Zoning stands

Supervisors uphold 2.5-acre minimums outside Greenline

Sometimes doing nothing is the easiest way out of a jam.

Nothing is exactly what happened at the Butte County Board of Supervisors meeting Tuesday (Sept. 15), following the board’s reconsideration of a controversial rezone near the Greenline in northwest Chico.

As the CN&R reported in its Aug. 27 issue (Newslines, “A botched process?”), several residents and neighbors of the so-called Bell-Muir Extension (BME), 33 parcels north of Bell Road and west of Muir Avenue, had requested that the board rezone the area from very low density residential (VLDR) with a 2.5-acre minimum lot size to rural residential, whose minimum size is 5 acres (RR-5).

The BME lots originally had been zoned RR-5 during the process that resulted in creation of General Plan 2030, which was approved in 2010. Subsequently, several property owners petitioned the county to rezone the area VLDR with a 1-acre minimum, which is the existing zoning in the much larger county area to the immediate south known as the Bell-Muir area (not to be confused with the Bell-Muir Extension).

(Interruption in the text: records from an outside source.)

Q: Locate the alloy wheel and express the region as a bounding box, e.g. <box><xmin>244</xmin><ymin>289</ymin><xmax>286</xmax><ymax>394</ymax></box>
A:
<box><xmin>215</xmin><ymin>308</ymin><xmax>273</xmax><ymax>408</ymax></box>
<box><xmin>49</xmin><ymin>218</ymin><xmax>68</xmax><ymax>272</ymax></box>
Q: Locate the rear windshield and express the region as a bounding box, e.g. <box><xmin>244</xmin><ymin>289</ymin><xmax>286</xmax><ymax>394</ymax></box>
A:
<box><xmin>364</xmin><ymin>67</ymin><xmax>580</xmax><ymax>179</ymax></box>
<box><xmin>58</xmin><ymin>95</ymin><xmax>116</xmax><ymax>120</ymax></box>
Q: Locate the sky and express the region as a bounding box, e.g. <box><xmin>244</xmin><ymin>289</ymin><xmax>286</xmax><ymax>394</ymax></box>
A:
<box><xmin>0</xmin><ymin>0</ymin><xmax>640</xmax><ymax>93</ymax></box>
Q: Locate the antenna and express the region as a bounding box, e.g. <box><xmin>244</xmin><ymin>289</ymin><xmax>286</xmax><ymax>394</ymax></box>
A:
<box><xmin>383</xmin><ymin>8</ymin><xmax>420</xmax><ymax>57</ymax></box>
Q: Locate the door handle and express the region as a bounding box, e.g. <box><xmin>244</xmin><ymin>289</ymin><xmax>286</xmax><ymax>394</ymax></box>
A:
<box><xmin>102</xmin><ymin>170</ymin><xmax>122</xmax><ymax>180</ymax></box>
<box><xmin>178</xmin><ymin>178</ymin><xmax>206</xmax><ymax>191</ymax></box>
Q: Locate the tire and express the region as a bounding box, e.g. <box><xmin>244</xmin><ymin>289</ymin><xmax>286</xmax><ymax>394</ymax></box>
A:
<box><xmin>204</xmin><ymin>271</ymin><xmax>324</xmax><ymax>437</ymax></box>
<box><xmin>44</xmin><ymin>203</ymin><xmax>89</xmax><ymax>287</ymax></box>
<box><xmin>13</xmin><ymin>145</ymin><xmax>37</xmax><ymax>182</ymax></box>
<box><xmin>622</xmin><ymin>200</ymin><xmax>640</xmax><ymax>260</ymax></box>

Unlike the BME, the Bell-Muir area is inside the Greenline, a demarcation adopted in 1981 to protect westside orchards by prohibiting all urban development beyond the line. However, low-density and rural-residential “transition zones” between urban and agricultural uses are allowed.

After several public hearings, in 2012 the board adopted the VLDR-2.5 zone as a transition-zone compromise, as Supervisor Larry Wahl described it, between the 1-acre and 5-acre zones. Changing it back to RR at this point would establish a bad precedent, he said.

The problem was that a number of Bell-Muir Extension property owners and many of their nearby neighbors on the urban side of the Greenline apparently weren’t notified of the hearings. They didn’t learn of the rezone until 2014, when they saw real-estate signs advertising smaller lots for sale in the area.

One of them was Pete Peterson, a local almond farmer and the owner of Chico Nut Co. He hired attorney Andrew McClure, of the Minasian law firm in Oroville, and on Aug. 25 they petitioned the board to do another rezone, this time reverting to the 5-acre minimum. The 2.5-acre minimum was set without their participation and contrary to laws that require adequate notification, McClure told the board.

Tim Snellings, director of the county’s Department of Development Services, insisted the county was on sound legal footing, but Supervisor Maureen Kirk was skeptical. “It was clearly pointed out by Mr. McClure that it wasn’t noticed,” she said.

Snellings told the board he wanted time to come up with a compromise, so the matter was continued to Sept. 15. But he and his staff were stymied, so on Tuesday DDS Assistant Director Pete Calarco presented the supervisors with the same choice they had before: rezone the area back to RR or stick with the VLDR-2.5 zoning.

Complicating the issue was the fact that two property owners had completed applications to split their properties. They would have to be included as exceptions were the board to revert to RR zoning, Snellings said.

That left only about eight parcels that were large enough (more than 5 acres) to split, and the owners of four of them spoke in favor of keeping the 2.5-acre minimum. Some of them, like Kevin and Lorraine Riley, who live on Bell Road, had bought their properties believing they could split them.

A couple of speakers complained that the VLDR-2.5 zoning outside the Greenline was inappropriate, but Wahl insisted that nothing about the Greenline was being changed.

Kirk reiterated her concerns about the lack of notification. “The decision we made was not made with all the information we could have had,” she said. She moved to revert to the RR zoning, but got no second.

The other supervisors lined up behind Wahl, saying that, all in all, it was better to leave the zoning as is. No motion was needed for that, so no action was taken, and the discussion was over.

McClure, interviewed later that afternoon by phone, said his group was “disappointed that there was no answer to our main contention that the notification procedure was inadequate. But what are we going to do? Nothing.”